Ainsi quand on est atteint du syndrome du « paillasson », il faut aller consulter car dans la plupart des cas vous allez trouver une solution ?
Oui, consulter est important car cela permet d’évacuer des choses simples pouvant être réglées. Et puis on a beaucoup de traitements – on a parlé de médicaments, de la stimulation tibiale – et on peut aller dans certains cas, quand on n’arrive pas à régler le problème avec des choses simples, jusqu’à l’injection de Botox dans la vessie ou la neuromodulation sacrée, qui est l’implantation d’un « pacemaker » vésical.
« Les grossesses favorisent l’incontinence urinaire »
Finalement, est-il naturel d’avoir des problèmes pour uriner quand on dépasse un certain âge ou, quand on est une femme, que l’on a eu plusieurs grossesses ?
C’est assez naturel d’avoir des problèmes pour uriner à partir d’un certain âge, qui peuvent être couplées à une incontinence urinaire d’effort. Elle sera favorisée par des grossesses multiples et cela s’inscrit alors dans ce qu’on appelle une incontinence urinaire mixte, qui associe une incontinence par impériosité et une incontinence à l’effort qui va être traitée de façon différente.
Les hommes également sont-ils concernés à partir d’un certain âge par des envies pressantes ?
Souvent cela s’inscrit dans ce que l’on appelle l’hypertrophie bénigne de la prostate, qui va entraîner des troubles soit obstructifs, soit irritatifs, soit les deux. Il est important pour les hommes de plus de 50 ans de consulter un urologue une fois par an, afin de faire le point sur ces manifestations cliniques et de faire le dépistage du cancer de la prostate.
« Le tabou est en train de sauter »
Pendant longtemps l’envie pressante d’uriner est restée taboue chez les femmes comme chez les hommes. Or on a l’impression que, maintenant, les gens vont consulter plus facilement, est-ce le cas ?
Oui, le tabou est en train de sauter. Les gens consultent beaucoup plus facilement, notamment les femmes. C’est une très bonne chose sur le plan sociétal.
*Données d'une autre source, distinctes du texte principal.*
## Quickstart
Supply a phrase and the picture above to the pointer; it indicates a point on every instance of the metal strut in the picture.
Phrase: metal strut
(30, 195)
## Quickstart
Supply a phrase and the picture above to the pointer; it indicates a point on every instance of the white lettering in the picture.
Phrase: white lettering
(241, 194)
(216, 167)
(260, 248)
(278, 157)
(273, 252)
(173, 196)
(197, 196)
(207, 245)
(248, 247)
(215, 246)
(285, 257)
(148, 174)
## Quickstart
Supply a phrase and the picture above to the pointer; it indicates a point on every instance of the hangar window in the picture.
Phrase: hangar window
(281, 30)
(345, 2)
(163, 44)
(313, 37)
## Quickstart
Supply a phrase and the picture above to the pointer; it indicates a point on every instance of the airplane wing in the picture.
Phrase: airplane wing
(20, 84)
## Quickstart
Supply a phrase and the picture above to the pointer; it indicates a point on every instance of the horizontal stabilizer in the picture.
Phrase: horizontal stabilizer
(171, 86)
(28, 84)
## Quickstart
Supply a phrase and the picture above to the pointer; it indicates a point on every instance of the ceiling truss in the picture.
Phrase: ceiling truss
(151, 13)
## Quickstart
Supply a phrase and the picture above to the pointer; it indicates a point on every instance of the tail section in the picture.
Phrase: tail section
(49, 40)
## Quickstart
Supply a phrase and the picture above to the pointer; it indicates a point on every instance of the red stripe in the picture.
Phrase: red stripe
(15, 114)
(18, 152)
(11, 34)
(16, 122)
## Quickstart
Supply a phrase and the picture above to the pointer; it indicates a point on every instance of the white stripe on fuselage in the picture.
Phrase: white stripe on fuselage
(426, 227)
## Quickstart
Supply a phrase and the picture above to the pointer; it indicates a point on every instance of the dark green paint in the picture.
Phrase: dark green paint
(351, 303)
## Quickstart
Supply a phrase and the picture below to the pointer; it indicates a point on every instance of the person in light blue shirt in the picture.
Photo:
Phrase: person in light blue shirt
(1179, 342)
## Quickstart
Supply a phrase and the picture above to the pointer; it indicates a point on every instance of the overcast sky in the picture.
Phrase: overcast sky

Quels conseils simples donneriez-vous aux personnes qui ont souvent besoin d’aller aux toilettes, ce qui peut gâcher la vie quand on voyage beaucoup ou que l’on travaille en extérieur, ou simplement qu’on veut passer une soirée avec des amis ?
Des conseils simples, comme réduire sa consommation de thé, de café, d’excitants. Si on est très gêné par des mictions nocturnes, c’est réduire la prise de boissons à partir de 18 heures. Je pense aux personnes âgées qui prennent du potage, de la tisane. A partir de 18 heures il faut éviter la prise d’aliments qui sont trop hydriques.